La Chiesa e, oserei dire, le Chiese stanno vivendo un momento di grande fragilità e sperimentando la caducità della condizione umana, mentre il vescovo di Roma è sottoposto a cure mediche nella struttura ospedaliera del Policlinico Gemelli.

L’evento del messaggio audio che si è ascoltato in Piazza San Pietro l’altra sera, pronunziato nella sua lingua madre, lo spagnolo, ci ha emozionati e deve farci riflettere: “Ringrazio di cuore per le vostre preghiere per la mia salute dalla piazza - ha detto Francesco - vi accompagno da qui. Che Dio vi benedica e che la Vergine vi custodisca”.
Qualcuno ha commentato: “tutto qui?”. Quando siamo in difficoltà ricorriamo alla lingua materna e siamo portati ad implorare la protezione di colei che ci ha generato. L’impressionante brevità del detto, piuttosto che con la sufficienza di chi lo ha colto come deficiente, va interpretata in quanto segno del limite e foriera di profondità spirituale e teologica. Ed è un monito per quanti nella Chiesa di Dio passano il loro tempo ad elaborare fallaci congetture sia circa lo stato di salute del Papa, sia riguardo al futuro del pontificato. Di fronte alla sofferenza propria e di chi ci è accanto non servono lunghi discorsi o elucubrazioni più o meno teologiche e, se bisogna rompere il silenzio, ciò dovrà accadere nella sobrietà, alla quale, anche in questa occasione, Papa Francesco tenta di educarci (basti pensare al suo continuo puntare il dito sul chiacchiericcio clericale, sempre inopportuno e nocivo, ancor più nella situazione attuale).
Altro segno di fragilità che abbiamo sperimentato e vissuto lo cogliamo nel tono della voce, affaticata, certamente non squillante, ma quasi bisbiglio. E il sussurro mi fa pensare alla finale della più nota delle liriche di Clemente Rebora, il grande poeta esperto di sofferenza anche fisica (= infermità) “Dall’immagine tesa”: “Verrà quasi perdono/di quanto fa morire, verrà a farmi certo/del suo e mio tesoro,/verrà come ristoro/delle mie e sue pene,/verrà, forse già viene/il suo bisbiglio”. La gratitudine espressa con voce roca risulterà ancor più autentica e vera alle orecchie di chi non si aspetta un messaggio urlato, né prolungato, ma semplice e immediato. Abbiamo così appreso e compreso direttamente lo stato di salute del vescovo di Roma.

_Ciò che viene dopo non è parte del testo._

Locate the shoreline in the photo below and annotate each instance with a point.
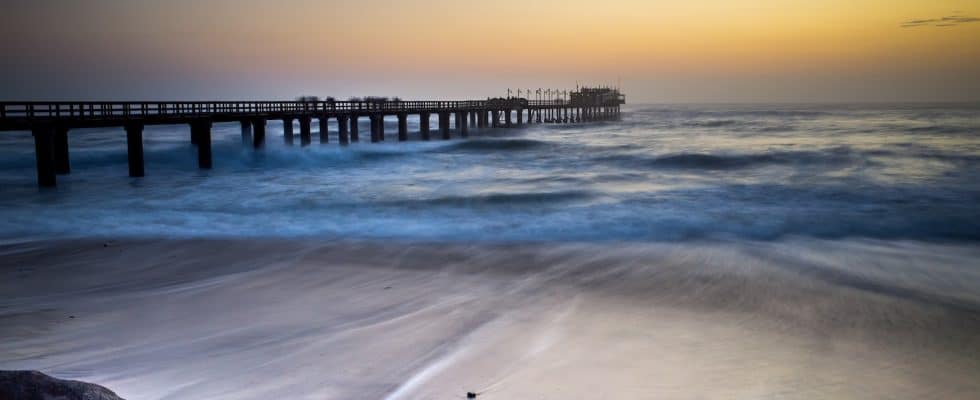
(296, 318)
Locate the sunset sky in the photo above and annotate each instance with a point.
(663, 51)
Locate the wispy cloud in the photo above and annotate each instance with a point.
(950, 20)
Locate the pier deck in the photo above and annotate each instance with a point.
(50, 122)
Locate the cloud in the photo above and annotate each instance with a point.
(950, 20)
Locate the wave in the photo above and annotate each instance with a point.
(708, 161)
(497, 144)
(506, 199)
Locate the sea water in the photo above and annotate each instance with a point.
(660, 173)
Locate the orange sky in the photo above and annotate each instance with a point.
(682, 51)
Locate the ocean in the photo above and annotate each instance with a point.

La fragilità del vescovo è la fragilità del popolo. Qualcuno ha insinuato che col dire “vi accompagno da qui” Francesco abbia quasi abdicato dalla sua funzione di guida della comunità credente. Una guida che si fa accompagnamento non è meno autorevole di quella che procede in testa al gregge. Del resto, questo Papa non si sente fuori del popolo di Dio, ma sa di farne parte così come continua a svolgere la sua missione di guida pastorale. E in questo senso occorre che si alimenti la consapevolezza che stiamo pregando con il Papa nella Chiesa e per la Chiesa, nella convinzione che a guidarla non sono gli uomini, ma lo Spirito Santo, che continua a bisbigliare parole di orientamento, di gratitudine e di speranza per bocca del suo ministro.